Мила сделала несколько глотков. Но особенного восторга не испытала. Она больше любила фруктовые чаи. Но из вежливости сказала:

— Хорошо… Тонизирует…

Художник рассмеялся.

— Мате еще применяют от избыточного веса. Он подавляет чувство голода. И оказывает легкое слабительное действие.

Мила тут же выпустила трубочку изо рта. Этого ей только не хватало! Она посмотрела на Художника с укоризной.

— Я что, кажусь вам толстой? Или вам хочется, чтобы остаток Вечера я провела в «конце коридора»?

— Что вы! Я просто хотел удивить вас экзотическим напитком. Доставьте мне удовольствие, выпейте еще.

И он снова подлил чуть-чуть горячей воды.

— А этот сосуд из тыквы?

— Не совсем. Он из плода калебасового дерева, очень похожего на бутылочную тыкву. Как вам, как дизайнеру, орнамент?

«Орнамент как орнамент. Ничего особенного», — подумала Мила, а вслух сказала:

— Красивый.
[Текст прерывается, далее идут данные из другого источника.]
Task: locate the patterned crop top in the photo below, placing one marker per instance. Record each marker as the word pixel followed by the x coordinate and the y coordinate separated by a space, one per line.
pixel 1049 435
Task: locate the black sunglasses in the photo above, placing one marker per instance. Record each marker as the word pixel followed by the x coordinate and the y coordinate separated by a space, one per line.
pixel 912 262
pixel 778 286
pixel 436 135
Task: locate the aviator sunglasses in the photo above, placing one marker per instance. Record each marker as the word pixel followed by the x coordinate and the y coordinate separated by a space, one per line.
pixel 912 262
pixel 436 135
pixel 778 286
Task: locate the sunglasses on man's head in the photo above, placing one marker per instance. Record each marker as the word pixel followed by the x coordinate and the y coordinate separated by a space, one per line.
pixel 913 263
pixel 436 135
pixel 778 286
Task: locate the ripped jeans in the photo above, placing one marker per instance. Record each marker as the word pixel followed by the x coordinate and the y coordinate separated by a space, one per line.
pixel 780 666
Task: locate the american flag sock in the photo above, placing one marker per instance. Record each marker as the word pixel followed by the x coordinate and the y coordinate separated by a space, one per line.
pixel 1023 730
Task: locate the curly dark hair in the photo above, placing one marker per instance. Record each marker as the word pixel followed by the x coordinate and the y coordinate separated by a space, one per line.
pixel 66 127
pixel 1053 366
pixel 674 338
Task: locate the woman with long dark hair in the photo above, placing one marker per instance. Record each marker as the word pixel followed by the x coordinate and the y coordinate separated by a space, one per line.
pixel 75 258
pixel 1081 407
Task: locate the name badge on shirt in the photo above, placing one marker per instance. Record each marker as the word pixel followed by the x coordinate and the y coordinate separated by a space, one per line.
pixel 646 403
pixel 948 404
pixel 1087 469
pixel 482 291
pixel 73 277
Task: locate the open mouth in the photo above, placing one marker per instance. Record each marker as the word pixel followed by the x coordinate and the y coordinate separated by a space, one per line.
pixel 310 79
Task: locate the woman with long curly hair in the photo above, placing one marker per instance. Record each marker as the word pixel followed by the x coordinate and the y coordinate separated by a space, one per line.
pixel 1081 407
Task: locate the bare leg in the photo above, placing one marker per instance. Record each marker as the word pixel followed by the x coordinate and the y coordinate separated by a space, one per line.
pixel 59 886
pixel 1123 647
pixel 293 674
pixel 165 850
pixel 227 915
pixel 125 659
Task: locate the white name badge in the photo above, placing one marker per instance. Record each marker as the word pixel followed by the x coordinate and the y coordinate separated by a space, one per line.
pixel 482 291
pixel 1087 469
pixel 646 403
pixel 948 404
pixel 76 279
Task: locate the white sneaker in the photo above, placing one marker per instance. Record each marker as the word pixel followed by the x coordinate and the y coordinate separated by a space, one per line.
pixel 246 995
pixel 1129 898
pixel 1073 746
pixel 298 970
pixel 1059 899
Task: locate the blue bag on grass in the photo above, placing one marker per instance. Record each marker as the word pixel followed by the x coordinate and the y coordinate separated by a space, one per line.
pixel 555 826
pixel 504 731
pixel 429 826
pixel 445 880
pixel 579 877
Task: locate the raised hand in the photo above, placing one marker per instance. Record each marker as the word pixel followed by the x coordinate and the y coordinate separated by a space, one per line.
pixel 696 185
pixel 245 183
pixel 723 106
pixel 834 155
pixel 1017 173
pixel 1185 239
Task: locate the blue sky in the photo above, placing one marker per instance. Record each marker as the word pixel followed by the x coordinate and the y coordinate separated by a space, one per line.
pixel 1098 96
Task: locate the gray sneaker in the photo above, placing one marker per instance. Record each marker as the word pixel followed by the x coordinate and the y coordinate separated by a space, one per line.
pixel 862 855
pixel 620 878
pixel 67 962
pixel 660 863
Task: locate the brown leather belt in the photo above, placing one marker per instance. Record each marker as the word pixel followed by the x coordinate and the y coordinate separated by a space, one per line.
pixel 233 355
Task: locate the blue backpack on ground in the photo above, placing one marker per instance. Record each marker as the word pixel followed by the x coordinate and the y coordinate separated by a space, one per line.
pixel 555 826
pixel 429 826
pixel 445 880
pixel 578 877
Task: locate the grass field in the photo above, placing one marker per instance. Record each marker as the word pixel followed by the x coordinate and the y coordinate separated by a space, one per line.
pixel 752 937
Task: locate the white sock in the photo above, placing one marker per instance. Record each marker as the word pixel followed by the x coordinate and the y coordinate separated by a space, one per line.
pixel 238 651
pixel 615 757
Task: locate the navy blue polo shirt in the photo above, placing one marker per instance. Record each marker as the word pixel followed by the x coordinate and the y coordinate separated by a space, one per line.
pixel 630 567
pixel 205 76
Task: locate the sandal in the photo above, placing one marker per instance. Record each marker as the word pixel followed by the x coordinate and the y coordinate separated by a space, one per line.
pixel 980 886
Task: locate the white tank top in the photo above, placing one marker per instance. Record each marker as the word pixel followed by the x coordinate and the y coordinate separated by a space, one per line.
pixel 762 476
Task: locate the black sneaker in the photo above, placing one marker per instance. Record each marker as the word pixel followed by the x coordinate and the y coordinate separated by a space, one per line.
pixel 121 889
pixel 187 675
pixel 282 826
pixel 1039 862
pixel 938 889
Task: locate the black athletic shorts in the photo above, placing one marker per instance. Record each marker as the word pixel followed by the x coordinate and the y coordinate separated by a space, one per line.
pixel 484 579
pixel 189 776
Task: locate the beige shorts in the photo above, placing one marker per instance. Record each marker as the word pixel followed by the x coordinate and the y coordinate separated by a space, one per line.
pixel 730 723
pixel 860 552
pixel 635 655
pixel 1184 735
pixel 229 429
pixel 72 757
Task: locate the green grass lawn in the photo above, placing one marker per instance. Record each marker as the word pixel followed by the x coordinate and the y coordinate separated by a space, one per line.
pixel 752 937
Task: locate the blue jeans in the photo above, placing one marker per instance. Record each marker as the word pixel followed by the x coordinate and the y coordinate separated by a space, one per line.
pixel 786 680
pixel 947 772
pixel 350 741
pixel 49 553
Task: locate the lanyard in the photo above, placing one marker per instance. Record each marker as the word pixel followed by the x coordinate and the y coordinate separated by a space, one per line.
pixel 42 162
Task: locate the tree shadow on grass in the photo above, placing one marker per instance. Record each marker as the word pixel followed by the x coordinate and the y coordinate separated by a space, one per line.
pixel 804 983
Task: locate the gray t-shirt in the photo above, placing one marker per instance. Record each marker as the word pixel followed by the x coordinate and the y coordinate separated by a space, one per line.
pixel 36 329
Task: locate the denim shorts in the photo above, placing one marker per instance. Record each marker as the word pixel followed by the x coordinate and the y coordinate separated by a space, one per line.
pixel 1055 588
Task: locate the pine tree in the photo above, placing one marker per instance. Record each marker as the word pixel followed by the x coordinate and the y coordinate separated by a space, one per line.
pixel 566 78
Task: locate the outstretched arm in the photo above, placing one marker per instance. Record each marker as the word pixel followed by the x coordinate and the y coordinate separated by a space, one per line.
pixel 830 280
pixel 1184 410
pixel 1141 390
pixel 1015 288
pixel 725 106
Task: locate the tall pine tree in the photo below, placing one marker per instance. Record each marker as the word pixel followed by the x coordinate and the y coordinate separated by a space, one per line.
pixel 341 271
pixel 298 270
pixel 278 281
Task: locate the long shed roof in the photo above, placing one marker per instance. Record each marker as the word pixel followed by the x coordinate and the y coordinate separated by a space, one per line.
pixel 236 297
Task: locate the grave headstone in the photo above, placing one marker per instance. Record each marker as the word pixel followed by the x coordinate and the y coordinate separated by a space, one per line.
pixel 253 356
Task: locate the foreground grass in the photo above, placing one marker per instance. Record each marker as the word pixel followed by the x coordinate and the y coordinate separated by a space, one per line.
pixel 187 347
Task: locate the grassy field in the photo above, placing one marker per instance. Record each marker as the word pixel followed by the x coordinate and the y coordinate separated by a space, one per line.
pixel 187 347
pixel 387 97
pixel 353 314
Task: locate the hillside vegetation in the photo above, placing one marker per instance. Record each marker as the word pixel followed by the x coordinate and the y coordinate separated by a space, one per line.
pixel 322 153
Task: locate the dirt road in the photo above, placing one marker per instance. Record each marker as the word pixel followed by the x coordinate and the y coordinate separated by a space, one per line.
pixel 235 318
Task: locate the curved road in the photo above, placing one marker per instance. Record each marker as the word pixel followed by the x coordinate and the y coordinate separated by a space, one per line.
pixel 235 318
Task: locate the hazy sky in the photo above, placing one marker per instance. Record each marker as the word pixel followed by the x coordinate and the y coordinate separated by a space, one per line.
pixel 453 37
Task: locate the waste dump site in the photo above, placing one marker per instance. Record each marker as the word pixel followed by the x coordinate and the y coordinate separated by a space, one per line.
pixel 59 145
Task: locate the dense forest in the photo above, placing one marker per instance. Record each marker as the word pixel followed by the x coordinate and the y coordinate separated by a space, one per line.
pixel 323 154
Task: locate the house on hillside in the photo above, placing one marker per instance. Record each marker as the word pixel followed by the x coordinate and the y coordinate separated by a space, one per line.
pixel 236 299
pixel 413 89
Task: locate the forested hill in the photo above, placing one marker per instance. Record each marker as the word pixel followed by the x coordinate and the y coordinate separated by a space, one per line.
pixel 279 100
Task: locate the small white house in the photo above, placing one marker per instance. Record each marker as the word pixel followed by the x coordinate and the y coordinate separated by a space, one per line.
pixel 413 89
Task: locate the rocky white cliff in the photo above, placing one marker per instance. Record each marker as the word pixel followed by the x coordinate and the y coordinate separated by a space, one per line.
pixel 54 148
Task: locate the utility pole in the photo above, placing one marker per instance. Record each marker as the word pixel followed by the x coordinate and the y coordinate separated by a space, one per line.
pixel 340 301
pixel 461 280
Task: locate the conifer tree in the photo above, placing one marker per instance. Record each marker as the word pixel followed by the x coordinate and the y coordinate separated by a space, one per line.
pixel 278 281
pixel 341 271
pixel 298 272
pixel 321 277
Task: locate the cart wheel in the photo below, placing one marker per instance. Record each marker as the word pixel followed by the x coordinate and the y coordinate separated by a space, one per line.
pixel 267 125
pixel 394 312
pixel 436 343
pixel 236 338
Этнос.

— Сначала в небольшом количестве воды, чтобы их едва покрыть, завариваются листья. Они разбухают, а вода — впитывается практически полностью. Не беда, если сверху останутся сухие листочки. Они заварятся потом, в процессе. По мере того как подливается вода. А она не должна быть кипятком. Градусов 70–80, не больше.

Мила слушала и понемногу пила чай. Ей стало хорошо. Она успокоилась. Настроение заметно улучшилось. Голова немного «поплыла». «Странное действие этого чая, — думала Мила, — но приятное. У него красивые руки. Грива с проседью тоже хороша». Представить всегда аккуратно подстриженного Андрея с такой прической было невозможно. А Художнику очень шел этот «художественный беспорядок». Богемный стиль. Миле стало казаться, что его голос доносится откуда-то издали и как-то гулко, как в тоннеле.

Художник провел рукой по Милиной щеке. И Мила не отстранилась, а даже чуть-чуть потерлась щекой, как кошка о руку хозяина. Тогда он встал и подхватил Милу на руки. В углу стоял диван. Художник уложил на него Милу. А сам, стоя на коленях на ковре, стал целовать ее. Сначала нежно-нежно. Дразня своими поцелуями. Мила отвечала на ласки все более страстно. Стала стаскивать с него свитер. Под свитером на Художнике ничего не было. Мила гладила его грудь, соски. Художник расстегнул верхние пуговки на ее блузке. И стал целовать ложбинку между грудями. Спустил с плеч бретельки бюстгальтера. Нежными, красивыми, не тронутыми физическим трудом пальцами, осторожно обнажил Милину грудь. «Совсем неплохо для ее возраста, — подумал Художник. — Жена моложе, а дела у нее обстоят хуже». Он своими ласками и поцелуями довел Милу почти до оргазма. И себя тоже. Она призывно прошептала ему: «Я хочу тебя».